RFI : Comment ces journaux intimes à la réputation sulfureuse seront-ils reçus par les intellectuels malgaches ?

B.R.  : Je ne sais pas du tout. Je sais que les premiers exemplaires commandés par la librairie « Lecture et Loisirs » se sont arrachés comme des petits pains et que des commandes continuent d’arriver. Nous avons remis des exemplaires du livre à l’Université, à l’Académie, à la Bibliothèque nationale, aux Archives nationales, au lycée Jean-Jacques Rabearivelo. Les intellectuels à qui ils ont été remis ont accueilli le livre avec enthousiasme, voyant plutôt le côté « œuvre malgache », et laissant de côté les appréhensions sur cette réputation sulfureuse.

RFI : Certains milieux nationalistes avaient appelé au boycott des Œuvres complètes parce qu’elles n’ont pas été publiées par des éditeurs malgaches. Que pensez-vous de ce débat ?

B.R.  : C’est un débat qui n’a pas lieu d’être. Aucun éditeur malgache n’aurait pu le faire tout seul en raison des coûts, et de la spécificité de la publication : papier bible dont aucun éditeur ici ne dispose, brochage dont aucun n’a la compétence technique nécessaire. Cela dit, je rappelle que les Editions Tsipika, une maison d’édition à 100 % malgaches, sont co-éditeurs de ce premier volume des Œuvres complètes, selon les termes du contrat signé avec Présence Africaine.

RFI : Ne regrettez-vous pas tout de même que Les Calepins bleus n’aient pas été publiés séparément et à des prix plus abordables pour que le grand public puisse y accéder ?

B.R. : Un peu, mais nous n’avons pas trouvé de fonds pour le faire. J’ai fait des démarches auprès du service culturel d’une ambassade occidentale, et ils étaient disposés à financer l’édition, mais avec une remise des dossiers en octobre 2010… On n’aurait eu le fonds nécessaires qu’en mars 2011. Ce qui était trop loin à notre avis. Le CNRS ayant offert l’opportunité de l’inclure dans les Œuvres complètes, nous l’avons saisie, et je pense que c’est bien comme ça.
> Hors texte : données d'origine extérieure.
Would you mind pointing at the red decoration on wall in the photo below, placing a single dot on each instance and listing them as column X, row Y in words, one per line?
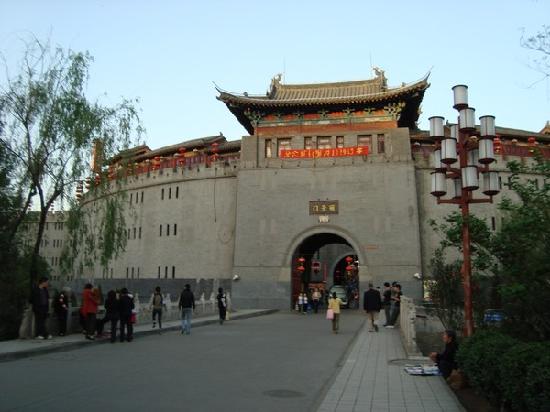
column 321, row 153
On pourra plus tard, après la publication du volume 2, solliciter l’aide de cette ambassade pour une édition locale à prix réduit.

RFI : Quel souvenir les enfants gardent-ils de Rabearivelo, leur papa ?
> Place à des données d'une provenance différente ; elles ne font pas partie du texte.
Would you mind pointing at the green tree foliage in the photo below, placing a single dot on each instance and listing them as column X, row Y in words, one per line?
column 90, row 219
B.R.  : Il était très aimant et attentif à tous leurs désirs quand il pouvait les satisfaire. Il avait demandé à Mary, ma grand-mère, d’apprendre la couture, la broderie et le tricotage, ce qu’elle a fait et cela lui a permis de survivre après le décès de JJR. Il faisait la cuisine, et inventait des recettes : par exemple, celle du « ramanonanaka » à base de tapioca !

RFI : Que représente Rabearivelo pour les Malgaches ? Est-ce que la jeune génération connaît son œuvre ?
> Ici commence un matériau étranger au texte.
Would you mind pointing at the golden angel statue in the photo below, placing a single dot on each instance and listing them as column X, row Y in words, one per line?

B.R.  : Pour beaucoup de personnes, c’est un poète « maudit ». La jeune génération ne connaît pas du tout son œuvre, qui n’est pas étudiée à l’école. Pour ma part, je ne l’ai vraiment découverte qu’à la mort de Solofo, son fils, quand j’ai repris le projet en mains.

RFI : Vous avez remis au CNRS deux malles contenant les manuscrits inédits de Rabearivelo. Il semblerait qu’il y ait une autre malle. Si oui, que contient-elle ?

B.R. : Je précise que la malle n’a pas été remise au CNRS, mais a été confiée au Centre culturel français Albert Camus (CCAC) de Tananarive, qui dispose de tous les moyens techniques pour la conservation des manuscrits dans les meilleures conditions : coffre-fort, papier et cartons neutres. Quant à la troisième malle – il ne s’agit pas d’une malle proprement dite -, ce sont des documents éparpillés dans les affaires de mon oncle Solofo. C’est un vrai fatras qu’on est en train de remettre en ordre.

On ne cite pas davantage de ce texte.